How about a young lad who became precociously exposed to sex because a doting auntie gave him the unusual ‘privilege’ of watching her undress, with the added advantage of fondling her now and then. He experienced what was too much for his age to handle, and it stirred up unholy passion in him that his teenage and adult life had been marked by orgies and promiscuity. Think about 11years old Donnie McCurkin (renowned gospel singer) whose uncle and cousin had raped simultaneously, thus stealing his innocence. He experienced a depth of emotion that contrasted with his being, and he lost his maleness and sexuality, having to battle with homosexual tendencies for decades. Same uncle (the assailant) also raped Donnie’s older sister at a very young age, and her life became a mess, as she battled with drugs, violence, promiscuity and much more. Their lives changed at the moment they lost their innocence!
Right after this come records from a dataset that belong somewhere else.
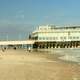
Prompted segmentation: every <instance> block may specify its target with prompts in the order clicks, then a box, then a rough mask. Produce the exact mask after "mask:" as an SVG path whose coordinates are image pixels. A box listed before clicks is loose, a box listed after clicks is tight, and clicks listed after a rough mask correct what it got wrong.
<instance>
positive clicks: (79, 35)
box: [32, 25, 80, 47]
mask: <svg viewBox="0 0 80 80" xmlns="http://www.w3.org/2000/svg"><path fill="white" fill-rule="evenodd" d="M32 38H33V39H35V40H36V43H38V44H37V45H38V46H39V45H40V44H41V45H42V46H44V45H47V44H48V46H49V45H51V46H52V47H53V46H55V45H56V46H57V47H58V46H59V47H61V46H64V47H65V46H67V47H68V46H69V47H72V46H79V41H80V26H69V27H56V26H54V25H47V26H39V27H38V28H37V29H36V30H35V31H34V32H32Z"/></svg>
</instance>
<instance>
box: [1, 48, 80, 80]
mask: <svg viewBox="0 0 80 80" xmlns="http://www.w3.org/2000/svg"><path fill="white" fill-rule="evenodd" d="M58 56H59V55H56V54H54V55H52V54H48V53H47V52H30V53H29V52H27V51H26V50H13V49H11V50H6V51H5V52H2V51H0V80H80V65H78V64H77V63H72V62H66V61H62V60H59V59H58Z"/></svg>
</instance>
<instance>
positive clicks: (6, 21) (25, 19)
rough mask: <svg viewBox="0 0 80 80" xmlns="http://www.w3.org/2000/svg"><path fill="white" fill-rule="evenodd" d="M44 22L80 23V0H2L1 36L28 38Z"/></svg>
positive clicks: (0, 19)
mask: <svg viewBox="0 0 80 80" xmlns="http://www.w3.org/2000/svg"><path fill="white" fill-rule="evenodd" d="M43 24H55V25H60V26H63V25H80V0H0V38H4V37H5V36H6V35H8V36H9V38H12V39H20V35H21V38H23V39H26V38H25V36H27V35H28V34H29V33H30V32H31V31H33V30H34V28H35V27H37V25H43ZM5 39H6V37H5Z"/></svg>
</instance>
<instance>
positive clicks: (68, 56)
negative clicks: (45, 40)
mask: <svg viewBox="0 0 80 80" xmlns="http://www.w3.org/2000/svg"><path fill="white" fill-rule="evenodd" d="M51 53H54V54H59V55H62V56H61V57H59V59H62V60H67V61H73V62H77V63H79V64H80V48H56V49H53V50H51Z"/></svg>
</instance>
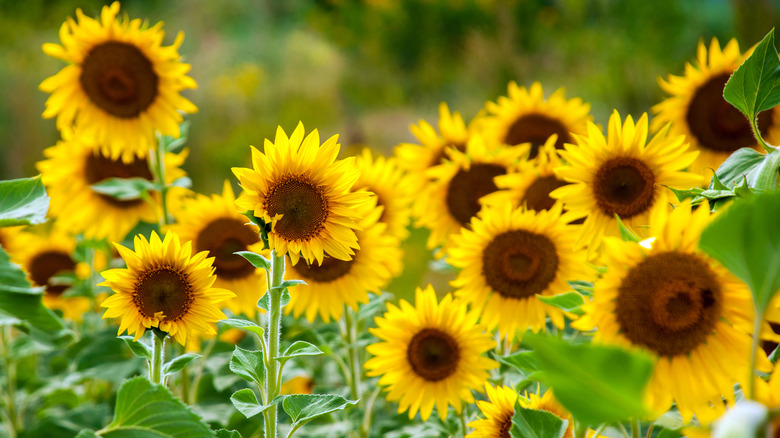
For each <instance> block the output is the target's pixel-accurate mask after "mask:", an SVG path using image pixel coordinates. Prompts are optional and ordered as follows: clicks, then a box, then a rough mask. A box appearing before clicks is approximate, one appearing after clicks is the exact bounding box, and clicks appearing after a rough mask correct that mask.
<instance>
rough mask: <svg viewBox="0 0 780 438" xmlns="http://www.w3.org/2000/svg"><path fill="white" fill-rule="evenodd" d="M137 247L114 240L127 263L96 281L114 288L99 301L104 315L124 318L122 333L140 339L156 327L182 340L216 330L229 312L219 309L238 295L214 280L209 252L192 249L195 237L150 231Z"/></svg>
mask: <svg viewBox="0 0 780 438" xmlns="http://www.w3.org/2000/svg"><path fill="white" fill-rule="evenodd" d="M133 243H134V249H129V248H125V247H124V246H122V245H119V244H114V246H115V247H116V249H117V251H118V252H119V254H120V255H121V256H122V258H123V259H124V261H125V263H126V264H127V268H120V269H110V270H108V271H103V272H101V275H102V276H103V278H104V279H105V281H103V282H102V283H100V284H99V285H98V286H106V287H109V288H111V289H113V291H114V292H115V293H114V295H111V296H110V297H108V298H106V299H105V301H103V303H102V304H101V307H105V308H106V311H105V313H104V314H103V318H121V320H120V324H119V332H118V334H122V332H124V331H125V330H127V333H128V334H129V335H134V340H138V339H139V338H140V337H141V336H143V335H144V333H145V331H146V330H147V329H150V328H152V327H155V328H158V329H160V330H161V331H163V332H165V333H168V334H169V335H170V336H171V337H172V338H174V339H176V340H177V341H178V342H179V343H180V344H181V345H185V344H186V341H187V338H189V337H195V336H197V335H198V334H199V333H203V334H206V335H213V334H216V330H215V328H214V323H215V322H217V321H219V320H222V319H225V318H226V316H225V314H224V313H222V311H221V310H219V308H220V307H221V303H222V302H223V301H225V300H228V299H231V298H233V297H235V294H234V293H233V292H231V291H229V290H226V289H220V288H215V287H213V285H214V282H215V281H216V276H215V275H214V267H213V265H212V262H213V261H214V259H213V258H210V257H208V251H201V252H199V253H196V254H193V251H192V242H190V241H187V242H185V243H183V244H182V243H181V242H180V240H179V236H178V235H176V234H175V233H173V232H168V233H166V234H165V238H164V239H160V236H158V235H157V233H156V232H154V231H152V234H151V237H150V238H149V239H148V240H147V239H146V237H144V236H143V235H140V234H139V235H137V236H135V239H134V241H133Z"/></svg>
Far from the tale of the master artist and his servant, many struggle in life as a result of their ‘lost innocence’. Many wish their past can be wiped off for them to start a new life. So many peop
le battle with memories of a past they are too ashamed of, wishing they could turn back the hand of the clock.The thief who burgles into a neighbour’s apartment to rob, may enjoy the thrill of making quick cash, but he might battle with his conscience for a while. The one who lies against his colleague to earn a favour from his boss may be promoted and favoured.But meeting, working with and seeing the cheated colleague day after day would remind him of his lost innocence for as long as possible. The well behaved and home-trained teenager who goes off course to indulge in the vagaries and enticing thrills of youthful-life may feel pleasure at its peak, but when he descends down the plateau, he may likely have battles to fight with his conscience and memory.